To prevent a client program from never moving onto the next protein because it never beat the current smallest RMSD it had on file, have the client program "ping" the server ... hmmm ... once a week? Hmmm. Once every 100,000 folds? If once a week, when the client pings in, it would inform the server how many folds it has done since the last ping-in so that score could be added to the folder's stats and, saying there's any, then get the newest (updated) versions of itself (client program). If once every 100K folds, even less information would need to be given to the server thus less server time taken up and load stress on the server ... though it would still receive any updated versions of itself if there's any at that ping-in time. At these ping-ins, the server would ping back the current smallest RMSD score and, when it's getting close to being done with a protein, instruct the client program to ping back in a shorter time span (or fewer folds) so when roll-over occurs for the next protein, it isn't still working on the old one too long. Hmmm. Then again, to reduce down server traffic, perhaps the server should NOT instruct the client to ping-in in a shorter time (or fewer folds) when the current protein worked on is nearing its folds goal. The logic being that there really wouldn't be any harm in letting the client continue on since there's a chance it might just come up with a still smaller RMSD structure (which would be great if it did), the volunteer will still get credit for folds done (even though they've exceeded that protein's fold goal), and no special pinging instructions would need to be written up for the server and client to shorten the client's ping-ins at some point ... as well as less of a flood of client programs pinging in to get the next protein to be worked on.

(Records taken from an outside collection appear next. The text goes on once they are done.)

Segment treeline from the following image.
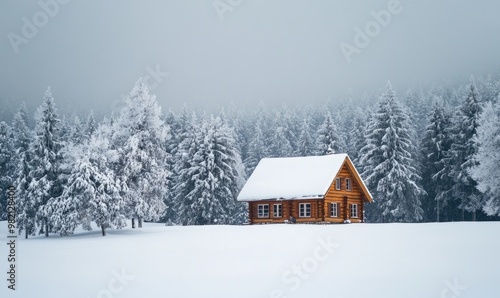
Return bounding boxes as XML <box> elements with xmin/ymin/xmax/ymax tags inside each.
<box><xmin>0</xmin><ymin>75</ymin><xmax>499</xmax><ymax>237</ymax></box>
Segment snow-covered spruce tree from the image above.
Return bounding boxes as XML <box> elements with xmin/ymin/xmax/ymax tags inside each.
<box><xmin>360</xmin><ymin>82</ymin><xmax>425</xmax><ymax>223</ymax></box>
<box><xmin>11</xmin><ymin>103</ymin><xmax>33</xmax><ymax>237</ymax></box>
<box><xmin>10</xmin><ymin>103</ymin><xmax>31</xmax><ymax>172</ymax></box>
<box><xmin>420</xmin><ymin>98</ymin><xmax>454</xmax><ymax>222</ymax></box>
<box><xmin>112</xmin><ymin>78</ymin><xmax>170</xmax><ymax>228</ymax></box>
<box><xmin>48</xmin><ymin>130</ymin><xmax>126</xmax><ymax>236</ymax></box>
<box><xmin>184</xmin><ymin>116</ymin><xmax>245</xmax><ymax>225</ymax></box>
<box><xmin>161</xmin><ymin>108</ymin><xmax>180</xmax><ymax>225</ymax></box>
<box><xmin>269</xmin><ymin>125</ymin><xmax>293</xmax><ymax>157</ymax></box>
<box><xmin>228</xmin><ymin>107</ymin><xmax>252</xmax><ymax>165</ymax></box>
<box><xmin>448</xmin><ymin>76</ymin><xmax>483</xmax><ymax>221</ymax></box>
<box><xmin>210</xmin><ymin>116</ymin><xmax>246</xmax><ymax>224</ymax></box>
<box><xmin>316</xmin><ymin>111</ymin><xmax>344</xmax><ymax>155</ymax></box>
<box><xmin>16</xmin><ymin>150</ymin><xmax>34</xmax><ymax>238</ymax></box>
<box><xmin>296</xmin><ymin>117</ymin><xmax>314</xmax><ymax>157</ymax></box>
<box><xmin>352</xmin><ymin>110</ymin><xmax>373</xmax><ymax>171</ymax></box>
<box><xmin>277</xmin><ymin>104</ymin><xmax>300</xmax><ymax>154</ymax></box>
<box><xmin>243</xmin><ymin>104</ymin><xmax>272</xmax><ymax>174</ymax></box>
<box><xmin>476</xmin><ymin>74</ymin><xmax>499</xmax><ymax>103</ymax></box>
<box><xmin>172</xmin><ymin>112</ymin><xmax>203</xmax><ymax>225</ymax></box>
<box><xmin>84</xmin><ymin>110</ymin><xmax>97</xmax><ymax>140</ymax></box>
<box><xmin>26</xmin><ymin>88</ymin><xmax>63</xmax><ymax>237</ymax></box>
<box><xmin>0</xmin><ymin>122</ymin><xmax>13</xmax><ymax>220</ymax></box>
<box><xmin>58</xmin><ymin>115</ymin><xmax>72</xmax><ymax>144</ymax></box>
<box><xmin>470</xmin><ymin>99</ymin><xmax>500</xmax><ymax>217</ymax></box>
<box><xmin>348</xmin><ymin>107</ymin><xmax>370</xmax><ymax>162</ymax></box>
<box><xmin>403</xmin><ymin>88</ymin><xmax>431</xmax><ymax>143</ymax></box>
<box><xmin>244</xmin><ymin>120</ymin><xmax>267</xmax><ymax>175</ymax></box>
<box><xmin>69</xmin><ymin>115</ymin><xmax>85</xmax><ymax>145</ymax></box>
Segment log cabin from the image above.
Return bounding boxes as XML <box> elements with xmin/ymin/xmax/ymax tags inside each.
<box><xmin>237</xmin><ymin>153</ymin><xmax>373</xmax><ymax>224</ymax></box>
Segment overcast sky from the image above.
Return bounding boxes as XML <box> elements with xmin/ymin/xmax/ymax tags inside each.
<box><xmin>1</xmin><ymin>0</ymin><xmax>499</xmax><ymax>117</ymax></box>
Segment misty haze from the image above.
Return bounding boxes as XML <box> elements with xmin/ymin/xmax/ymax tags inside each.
<box><xmin>1</xmin><ymin>1</ymin><xmax>500</xmax><ymax>297</ymax></box>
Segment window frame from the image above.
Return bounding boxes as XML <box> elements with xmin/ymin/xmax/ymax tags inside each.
<box><xmin>350</xmin><ymin>204</ymin><xmax>358</xmax><ymax>218</ymax></box>
<box><xmin>257</xmin><ymin>204</ymin><xmax>269</xmax><ymax>218</ymax></box>
<box><xmin>273</xmin><ymin>204</ymin><xmax>282</xmax><ymax>218</ymax></box>
<box><xmin>330</xmin><ymin>202</ymin><xmax>338</xmax><ymax>218</ymax></box>
<box><xmin>299</xmin><ymin>203</ymin><xmax>311</xmax><ymax>218</ymax></box>
<box><xmin>335</xmin><ymin>178</ymin><xmax>341</xmax><ymax>190</ymax></box>
<box><xmin>346</xmin><ymin>178</ymin><xmax>352</xmax><ymax>191</ymax></box>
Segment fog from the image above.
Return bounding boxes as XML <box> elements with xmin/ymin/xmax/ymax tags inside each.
<box><xmin>1</xmin><ymin>0</ymin><xmax>499</xmax><ymax>117</ymax></box>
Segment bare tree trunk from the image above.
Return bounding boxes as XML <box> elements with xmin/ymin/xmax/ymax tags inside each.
<box><xmin>25</xmin><ymin>228</ymin><xmax>28</xmax><ymax>239</ymax></box>
<box><xmin>39</xmin><ymin>221</ymin><xmax>44</xmax><ymax>235</ymax></box>
<box><xmin>44</xmin><ymin>218</ymin><xmax>49</xmax><ymax>237</ymax></box>
<box><xmin>101</xmin><ymin>225</ymin><xmax>106</xmax><ymax>236</ymax></box>
<box><xmin>472</xmin><ymin>211</ymin><xmax>476</xmax><ymax>221</ymax></box>
<box><xmin>436</xmin><ymin>198</ymin><xmax>440</xmax><ymax>222</ymax></box>
<box><xmin>138</xmin><ymin>217</ymin><xmax>143</xmax><ymax>228</ymax></box>
<box><xmin>132</xmin><ymin>218</ymin><xmax>135</xmax><ymax>228</ymax></box>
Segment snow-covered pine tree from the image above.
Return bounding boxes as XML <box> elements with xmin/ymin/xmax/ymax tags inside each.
<box><xmin>16</xmin><ymin>149</ymin><xmax>34</xmax><ymax>238</ymax></box>
<box><xmin>348</xmin><ymin>107</ymin><xmax>370</xmax><ymax>162</ymax></box>
<box><xmin>268</xmin><ymin>108</ymin><xmax>295</xmax><ymax>158</ymax></box>
<box><xmin>161</xmin><ymin>108</ymin><xmax>180</xmax><ymax>225</ymax></box>
<box><xmin>278</xmin><ymin>104</ymin><xmax>300</xmax><ymax>154</ymax></box>
<box><xmin>10</xmin><ymin>103</ymin><xmax>31</xmax><ymax>168</ymax></box>
<box><xmin>470</xmin><ymin>99</ymin><xmax>500</xmax><ymax>217</ymax></box>
<box><xmin>448</xmin><ymin>76</ymin><xmax>483</xmax><ymax>221</ymax></box>
<box><xmin>353</xmin><ymin>109</ymin><xmax>373</xmax><ymax>171</ymax></box>
<box><xmin>403</xmin><ymin>88</ymin><xmax>431</xmax><ymax>143</ymax></box>
<box><xmin>11</xmin><ymin>103</ymin><xmax>33</xmax><ymax>237</ymax></box>
<box><xmin>84</xmin><ymin>110</ymin><xmax>97</xmax><ymax>140</ymax></box>
<box><xmin>269</xmin><ymin>125</ymin><xmax>293</xmax><ymax>157</ymax></box>
<box><xmin>296</xmin><ymin>117</ymin><xmax>314</xmax><ymax>157</ymax></box>
<box><xmin>209</xmin><ymin>116</ymin><xmax>245</xmax><ymax>223</ymax></box>
<box><xmin>476</xmin><ymin>74</ymin><xmax>499</xmax><ymax>103</ymax></box>
<box><xmin>360</xmin><ymin>82</ymin><xmax>425</xmax><ymax>223</ymax></box>
<box><xmin>184</xmin><ymin>116</ymin><xmax>245</xmax><ymax>225</ymax></box>
<box><xmin>244</xmin><ymin>120</ymin><xmax>267</xmax><ymax>175</ymax></box>
<box><xmin>0</xmin><ymin>122</ymin><xmax>13</xmax><ymax>220</ymax></box>
<box><xmin>58</xmin><ymin>115</ymin><xmax>72</xmax><ymax>143</ymax></box>
<box><xmin>49</xmin><ymin>130</ymin><xmax>126</xmax><ymax>236</ymax></box>
<box><xmin>228</xmin><ymin>107</ymin><xmax>252</xmax><ymax>165</ymax></box>
<box><xmin>112</xmin><ymin>78</ymin><xmax>170</xmax><ymax>228</ymax></box>
<box><xmin>316</xmin><ymin>111</ymin><xmax>344</xmax><ymax>155</ymax></box>
<box><xmin>69</xmin><ymin>115</ymin><xmax>85</xmax><ymax>145</ymax></box>
<box><xmin>185</xmin><ymin>119</ymin><xmax>219</xmax><ymax>225</ymax></box>
<box><xmin>420</xmin><ymin>98</ymin><xmax>454</xmax><ymax>222</ymax></box>
<box><xmin>172</xmin><ymin>111</ymin><xmax>203</xmax><ymax>225</ymax></box>
<box><xmin>27</xmin><ymin>87</ymin><xmax>62</xmax><ymax>237</ymax></box>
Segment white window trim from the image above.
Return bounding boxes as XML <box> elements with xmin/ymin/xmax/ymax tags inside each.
<box><xmin>330</xmin><ymin>202</ymin><xmax>338</xmax><ymax>218</ymax></box>
<box><xmin>299</xmin><ymin>203</ymin><xmax>311</xmax><ymax>218</ymax></box>
<box><xmin>273</xmin><ymin>204</ymin><xmax>282</xmax><ymax>218</ymax></box>
<box><xmin>350</xmin><ymin>204</ymin><xmax>358</xmax><ymax>218</ymax></box>
<box><xmin>335</xmin><ymin>178</ymin><xmax>341</xmax><ymax>190</ymax></box>
<box><xmin>258</xmin><ymin>204</ymin><xmax>269</xmax><ymax>218</ymax></box>
<box><xmin>346</xmin><ymin>178</ymin><xmax>352</xmax><ymax>191</ymax></box>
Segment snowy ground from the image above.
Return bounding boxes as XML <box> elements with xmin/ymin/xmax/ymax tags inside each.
<box><xmin>1</xmin><ymin>221</ymin><xmax>499</xmax><ymax>298</ymax></box>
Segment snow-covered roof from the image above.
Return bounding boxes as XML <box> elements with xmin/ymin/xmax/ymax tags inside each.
<box><xmin>238</xmin><ymin>154</ymin><xmax>371</xmax><ymax>202</ymax></box>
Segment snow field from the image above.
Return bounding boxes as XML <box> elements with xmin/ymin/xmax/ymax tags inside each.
<box><xmin>0</xmin><ymin>222</ymin><xmax>499</xmax><ymax>298</ymax></box>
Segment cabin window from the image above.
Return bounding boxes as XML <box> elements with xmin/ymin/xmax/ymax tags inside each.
<box><xmin>350</xmin><ymin>204</ymin><xmax>358</xmax><ymax>218</ymax></box>
<box><xmin>258</xmin><ymin>204</ymin><xmax>269</xmax><ymax>218</ymax></box>
<box><xmin>330</xmin><ymin>203</ymin><xmax>338</xmax><ymax>217</ymax></box>
<box><xmin>335</xmin><ymin>178</ymin><xmax>341</xmax><ymax>190</ymax></box>
<box><xmin>273</xmin><ymin>204</ymin><xmax>282</xmax><ymax>218</ymax></box>
<box><xmin>346</xmin><ymin>178</ymin><xmax>352</xmax><ymax>191</ymax></box>
<box><xmin>299</xmin><ymin>203</ymin><xmax>311</xmax><ymax>217</ymax></box>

If the above were done, DF webmaster should probably then replace "Best structures generated to date" roster with "Milestones in structure creation" (MISC). MISC would chronicle each folder that beat the then-current smallest RMSD structure. MISC would give not only the folder's name, organization name, team name, and "Best RMS in A" score, but also the date when they achieved it. The first score on this milestone chart could be a sort of "Dr. Hogue's RMSD Challenge" which would be what the client programs would have on file that would come with each new protein to be worked on and needed to be beat before reporting in a structure.
Now I could see what might kill the above idea is if the RMSD scoring program is a big program that would take up too much space on people's computers. If it isn't, I don't see any other problem with the above idea. Or am I missing something ... again?